À quoi sert vraiment la mise à la terre

Un appareil électrique a une partie active (les fils sous tension) et une carcasse métallique censée rester neutre. Quand l’isolant d’un fil se dégrade et touche cette carcasse, le métal du four, de la machine à laver ou du ballon d’eau chaude se retrouve sous tension. Sans terre, il ne se passe rien de visible, jusqu’au jour où vous posez la main dessus : le courant cherche à rejoindre le sol et vous traverse.

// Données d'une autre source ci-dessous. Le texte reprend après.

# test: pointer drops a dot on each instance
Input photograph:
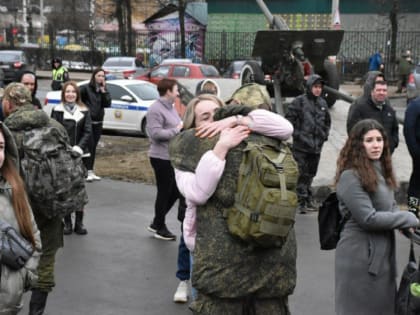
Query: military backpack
(53, 174)
(265, 200)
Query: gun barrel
(274, 21)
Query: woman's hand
(210, 129)
(230, 138)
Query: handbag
(408, 295)
(15, 250)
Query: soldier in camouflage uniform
(311, 121)
(231, 276)
(21, 116)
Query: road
(118, 268)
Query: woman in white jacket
(16, 211)
(198, 187)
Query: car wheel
(252, 73)
(144, 127)
(332, 79)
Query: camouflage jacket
(26, 118)
(225, 267)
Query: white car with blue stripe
(130, 102)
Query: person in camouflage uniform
(21, 116)
(232, 277)
(311, 121)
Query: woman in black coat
(75, 117)
(97, 98)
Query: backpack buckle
(254, 216)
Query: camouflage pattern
(265, 202)
(25, 118)
(52, 239)
(225, 267)
(53, 191)
(253, 95)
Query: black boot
(38, 302)
(414, 205)
(78, 225)
(68, 226)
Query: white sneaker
(89, 178)
(95, 177)
(181, 294)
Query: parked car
(413, 84)
(14, 61)
(122, 67)
(180, 70)
(130, 102)
(234, 69)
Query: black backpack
(330, 222)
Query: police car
(130, 101)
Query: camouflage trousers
(308, 166)
(52, 239)
(206, 305)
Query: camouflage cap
(17, 93)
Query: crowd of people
(197, 159)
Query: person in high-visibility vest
(60, 74)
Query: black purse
(15, 250)
(406, 302)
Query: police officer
(60, 74)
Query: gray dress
(365, 266)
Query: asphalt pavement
(120, 269)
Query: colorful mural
(164, 39)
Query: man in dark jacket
(96, 97)
(311, 122)
(377, 107)
(21, 116)
(371, 78)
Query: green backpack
(53, 174)
(265, 200)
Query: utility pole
(335, 14)
(41, 12)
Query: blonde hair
(189, 116)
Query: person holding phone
(96, 97)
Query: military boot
(414, 205)
(78, 225)
(68, 226)
(38, 302)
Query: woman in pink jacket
(199, 186)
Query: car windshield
(9, 57)
(209, 71)
(146, 92)
(118, 63)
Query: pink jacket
(198, 187)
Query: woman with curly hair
(365, 266)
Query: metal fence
(220, 48)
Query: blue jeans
(184, 270)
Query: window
(181, 71)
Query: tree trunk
(393, 17)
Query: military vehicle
(284, 58)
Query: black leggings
(93, 143)
(167, 191)
(414, 184)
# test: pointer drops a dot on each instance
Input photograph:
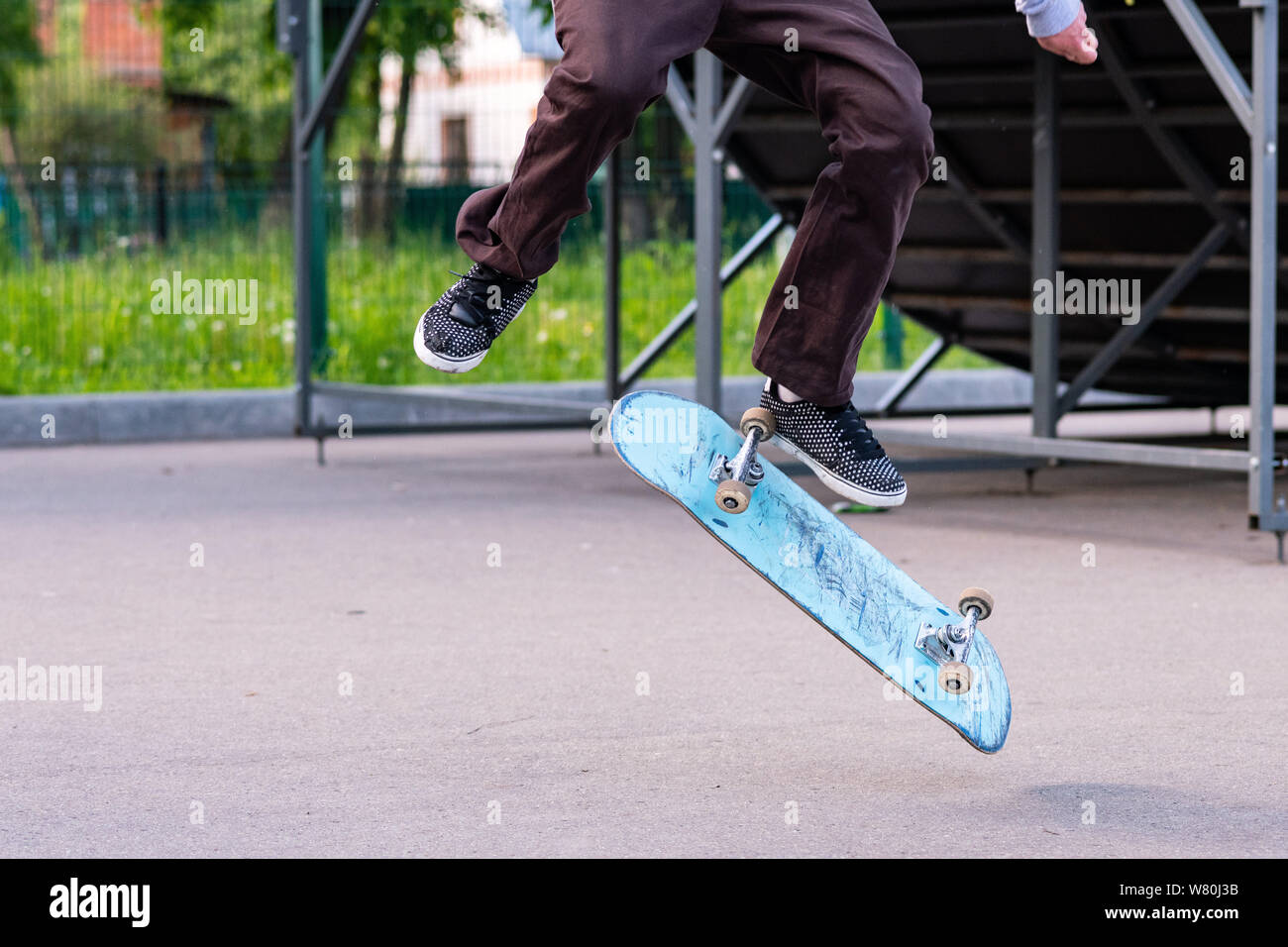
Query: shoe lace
(854, 431)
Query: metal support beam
(894, 395)
(664, 341)
(1126, 337)
(1073, 449)
(1265, 509)
(1215, 59)
(1170, 146)
(707, 215)
(734, 105)
(960, 182)
(303, 214)
(339, 65)
(1044, 254)
(612, 273)
(682, 105)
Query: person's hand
(1076, 43)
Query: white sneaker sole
(433, 360)
(837, 484)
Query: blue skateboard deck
(812, 558)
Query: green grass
(88, 325)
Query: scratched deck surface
(812, 558)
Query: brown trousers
(848, 71)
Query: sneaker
(837, 446)
(456, 333)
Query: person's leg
(867, 95)
(614, 64)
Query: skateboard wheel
(978, 598)
(954, 678)
(733, 496)
(758, 418)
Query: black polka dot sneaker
(837, 446)
(456, 333)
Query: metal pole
(1262, 302)
(1044, 258)
(612, 273)
(303, 215)
(707, 213)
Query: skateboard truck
(948, 646)
(739, 474)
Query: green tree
(20, 51)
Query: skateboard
(932, 654)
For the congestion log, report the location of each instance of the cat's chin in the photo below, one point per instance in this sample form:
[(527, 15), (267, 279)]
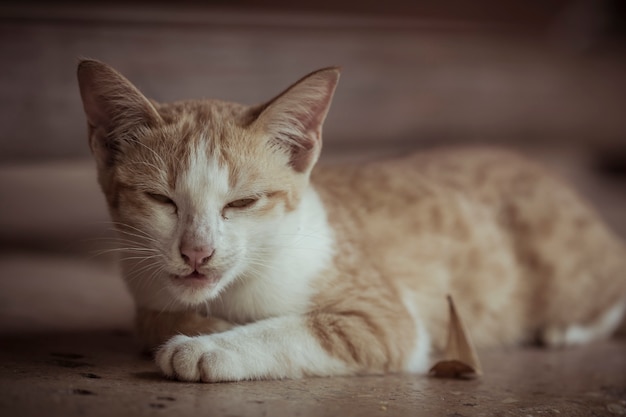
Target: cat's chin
[(197, 280)]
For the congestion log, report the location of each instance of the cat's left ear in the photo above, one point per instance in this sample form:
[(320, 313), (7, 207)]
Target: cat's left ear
[(294, 119)]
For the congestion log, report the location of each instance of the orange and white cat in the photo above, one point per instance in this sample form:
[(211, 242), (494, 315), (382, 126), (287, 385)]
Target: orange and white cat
[(245, 263)]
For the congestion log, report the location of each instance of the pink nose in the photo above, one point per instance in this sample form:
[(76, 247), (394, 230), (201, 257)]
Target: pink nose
[(196, 256)]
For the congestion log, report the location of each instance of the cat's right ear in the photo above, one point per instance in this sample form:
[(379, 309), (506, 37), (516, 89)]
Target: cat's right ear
[(114, 108)]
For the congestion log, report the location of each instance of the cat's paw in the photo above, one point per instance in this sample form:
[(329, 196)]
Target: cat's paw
[(198, 358)]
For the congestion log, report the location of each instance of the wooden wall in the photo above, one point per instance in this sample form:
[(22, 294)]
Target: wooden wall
[(412, 77)]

La mise à la terre relie ces carcasses à une prise de terre enfouie dans le sol par un conducteur dédié (le fil vert et jaune). En cas de défaut, le courant de fuite file vers la terre par ce chemin de moindre résistance, pas par vous. Ce départ anormal est aussitôt détecté par l’interrupteur différentiel 30 mA du tableau, qui coupe l’alimentation. C’est la combinaison des deux qui protège : la terre crée le chemin, le différentiel coupe.

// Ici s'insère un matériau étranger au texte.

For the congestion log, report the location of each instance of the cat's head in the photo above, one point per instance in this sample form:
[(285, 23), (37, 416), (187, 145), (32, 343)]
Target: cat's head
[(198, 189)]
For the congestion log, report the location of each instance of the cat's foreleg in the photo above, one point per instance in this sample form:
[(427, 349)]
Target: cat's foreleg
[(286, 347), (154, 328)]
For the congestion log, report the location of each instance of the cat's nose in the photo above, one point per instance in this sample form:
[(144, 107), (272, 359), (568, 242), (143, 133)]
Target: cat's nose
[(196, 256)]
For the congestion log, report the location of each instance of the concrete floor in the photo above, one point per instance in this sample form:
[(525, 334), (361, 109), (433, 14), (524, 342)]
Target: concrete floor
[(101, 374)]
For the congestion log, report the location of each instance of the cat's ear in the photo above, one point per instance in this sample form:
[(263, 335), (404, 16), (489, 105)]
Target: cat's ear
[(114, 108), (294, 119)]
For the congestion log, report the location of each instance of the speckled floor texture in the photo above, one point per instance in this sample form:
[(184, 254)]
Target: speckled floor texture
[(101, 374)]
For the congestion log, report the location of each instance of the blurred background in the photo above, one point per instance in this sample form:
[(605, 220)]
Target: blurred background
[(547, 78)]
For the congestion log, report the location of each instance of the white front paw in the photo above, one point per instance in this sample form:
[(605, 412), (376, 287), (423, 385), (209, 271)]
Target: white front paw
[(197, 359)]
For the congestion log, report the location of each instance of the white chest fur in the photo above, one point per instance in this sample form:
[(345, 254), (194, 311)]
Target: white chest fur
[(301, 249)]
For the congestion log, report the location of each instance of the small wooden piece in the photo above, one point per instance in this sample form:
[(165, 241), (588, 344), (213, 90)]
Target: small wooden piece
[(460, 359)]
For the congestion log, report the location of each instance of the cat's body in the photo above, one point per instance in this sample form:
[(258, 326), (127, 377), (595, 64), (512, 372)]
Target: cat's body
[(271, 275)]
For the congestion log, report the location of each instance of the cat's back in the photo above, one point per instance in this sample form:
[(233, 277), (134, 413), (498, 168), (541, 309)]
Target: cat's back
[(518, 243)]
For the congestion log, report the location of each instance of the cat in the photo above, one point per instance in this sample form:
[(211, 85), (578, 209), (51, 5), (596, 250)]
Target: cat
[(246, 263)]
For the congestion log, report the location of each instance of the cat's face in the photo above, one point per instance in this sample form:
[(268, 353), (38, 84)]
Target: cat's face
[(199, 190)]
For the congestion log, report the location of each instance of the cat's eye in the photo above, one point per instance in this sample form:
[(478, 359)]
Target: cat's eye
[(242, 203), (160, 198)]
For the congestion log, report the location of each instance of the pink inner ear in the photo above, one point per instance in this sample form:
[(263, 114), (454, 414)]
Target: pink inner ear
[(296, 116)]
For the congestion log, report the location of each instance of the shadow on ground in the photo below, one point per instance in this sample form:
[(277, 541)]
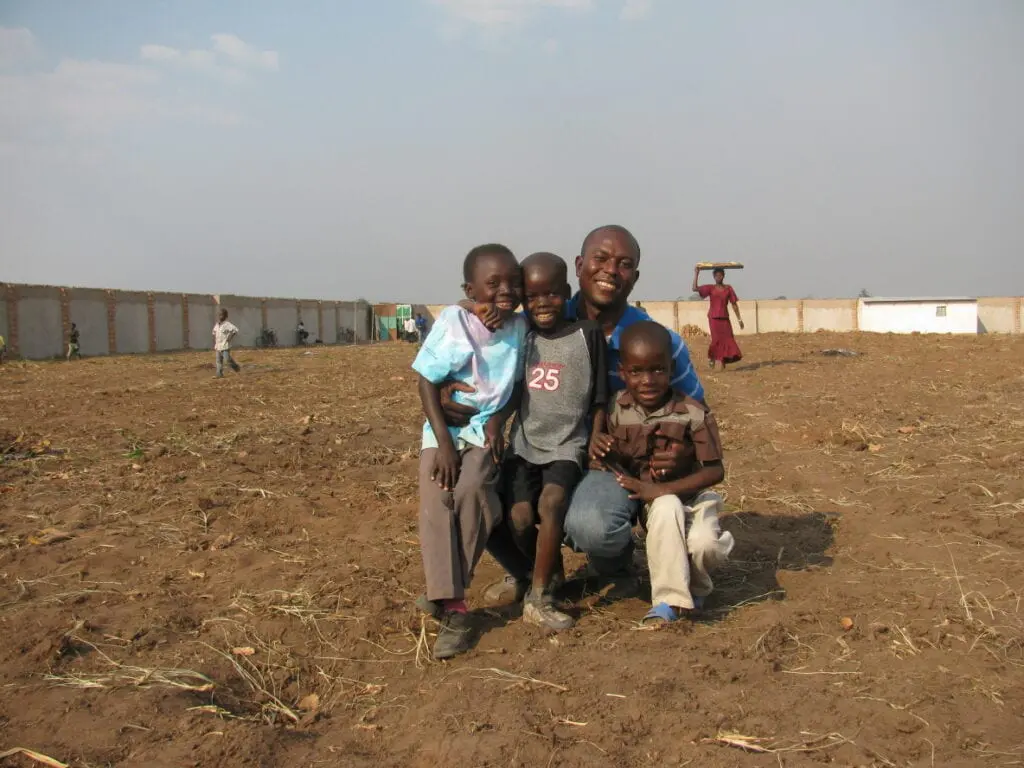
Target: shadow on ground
[(766, 545)]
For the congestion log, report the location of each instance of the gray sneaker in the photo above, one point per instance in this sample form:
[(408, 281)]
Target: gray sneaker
[(432, 608), (540, 610), (455, 636)]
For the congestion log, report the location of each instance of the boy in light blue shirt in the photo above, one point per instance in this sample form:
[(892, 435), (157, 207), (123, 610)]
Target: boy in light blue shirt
[(459, 466)]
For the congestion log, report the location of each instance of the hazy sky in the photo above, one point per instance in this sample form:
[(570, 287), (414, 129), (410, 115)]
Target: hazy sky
[(357, 148)]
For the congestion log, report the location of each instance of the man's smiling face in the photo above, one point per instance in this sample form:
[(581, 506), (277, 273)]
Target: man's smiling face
[(608, 267)]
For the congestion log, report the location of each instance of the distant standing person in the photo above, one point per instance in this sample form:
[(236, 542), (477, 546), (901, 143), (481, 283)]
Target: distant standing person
[(223, 333), (73, 348), (410, 328), (723, 343)]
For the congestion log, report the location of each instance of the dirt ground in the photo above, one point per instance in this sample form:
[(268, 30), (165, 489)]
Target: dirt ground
[(202, 572)]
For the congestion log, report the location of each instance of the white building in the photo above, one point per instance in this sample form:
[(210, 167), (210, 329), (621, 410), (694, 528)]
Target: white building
[(926, 315)]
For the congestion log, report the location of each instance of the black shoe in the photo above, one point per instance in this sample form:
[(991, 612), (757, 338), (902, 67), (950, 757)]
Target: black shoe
[(455, 636), (540, 610), (432, 608)]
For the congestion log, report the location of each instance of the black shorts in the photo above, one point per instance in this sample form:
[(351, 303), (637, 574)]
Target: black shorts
[(524, 480)]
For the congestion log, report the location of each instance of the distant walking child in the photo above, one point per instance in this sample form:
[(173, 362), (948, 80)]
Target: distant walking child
[(563, 401), (459, 466), (684, 540), (73, 348), (223, 333)]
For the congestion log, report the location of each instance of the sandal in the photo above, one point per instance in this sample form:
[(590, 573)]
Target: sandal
[(659, 614)]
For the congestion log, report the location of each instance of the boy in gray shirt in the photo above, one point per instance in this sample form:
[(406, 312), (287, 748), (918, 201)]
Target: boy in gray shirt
[(563, 404)]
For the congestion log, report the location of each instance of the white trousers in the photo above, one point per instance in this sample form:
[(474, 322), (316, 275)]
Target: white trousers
[(684, 545)]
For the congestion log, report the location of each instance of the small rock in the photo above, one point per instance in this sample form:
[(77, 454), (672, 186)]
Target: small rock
[(223, 542)]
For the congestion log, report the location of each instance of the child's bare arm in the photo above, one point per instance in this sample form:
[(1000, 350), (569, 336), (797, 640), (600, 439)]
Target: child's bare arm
[(601, 443), (445, 470)]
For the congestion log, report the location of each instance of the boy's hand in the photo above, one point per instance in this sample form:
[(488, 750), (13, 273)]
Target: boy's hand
[(456, 414), (601, 444), (445, 471), (488, 315), (645, 492), (494, 431), (670, 461)]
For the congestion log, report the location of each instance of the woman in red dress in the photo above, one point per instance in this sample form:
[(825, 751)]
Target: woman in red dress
[(723, 344)]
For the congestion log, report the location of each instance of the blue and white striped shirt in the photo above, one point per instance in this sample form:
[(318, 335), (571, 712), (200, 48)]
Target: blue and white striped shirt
[(685, 379)]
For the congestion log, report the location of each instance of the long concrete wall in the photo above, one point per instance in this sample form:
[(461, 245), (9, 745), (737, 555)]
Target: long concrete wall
[(995, 314), (35, 321), (89, 309)]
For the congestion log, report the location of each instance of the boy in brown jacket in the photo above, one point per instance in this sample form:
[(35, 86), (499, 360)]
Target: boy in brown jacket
[(684, 540)]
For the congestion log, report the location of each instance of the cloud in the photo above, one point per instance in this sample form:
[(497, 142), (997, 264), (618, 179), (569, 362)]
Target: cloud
[(74, 107), (634, 10), (16, 46), (498, 14), (229, 57)]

La prise de terre est généralement un piquet en acier galvanisé enfoncé dans le sol, ou une boucle à fond de fouille coulée dans les fondations sur les constructions récentes. De là part le câble de terre qui remonte jusqu’à la barrette de mesure, puis vers le bornier de terre du tableau, d’où repartent les fils verts et jaunes vers chaque prise et chaque circuit.

Schéma de la mise à la terre d'une maison : piquet de terre dans le sol, câble de terre, barrette de mesure, bornier de terre du tableau et fil vert et jaune vers les prises
Le chemin de la terre : un appareil en défaut envoie le courant de fuite par le fil vert et jaune vers le piquet enfoui, et le différentiel coupe.

Reconnaître une installation reliée à la terre

Plusieurs indices, visibles sans rien démonter, vous disent si votre logement est relié à la terre :

  • Vos prises sont des 2P+T : deux trous (phase et neutre) plus une broche métallique qui dépasse au centre. C’est la borne de terre. Des prises à deux trous sans broche, généralisées, trahissent une installation ancienne sans terre.
  • Des fils vert et jaune sont présents dans le tableau et arrivent sur un bornier de terre.
  • Une barrette de terre (petite réglette débrochable) est visible près du tableau ou du compteur, souvent dans la gaine technique.
  • Le tableau possède au moins un interrupteur différentiel 30 mA, sans lequel la terre ne sert presque à rien pour protéger les personnes.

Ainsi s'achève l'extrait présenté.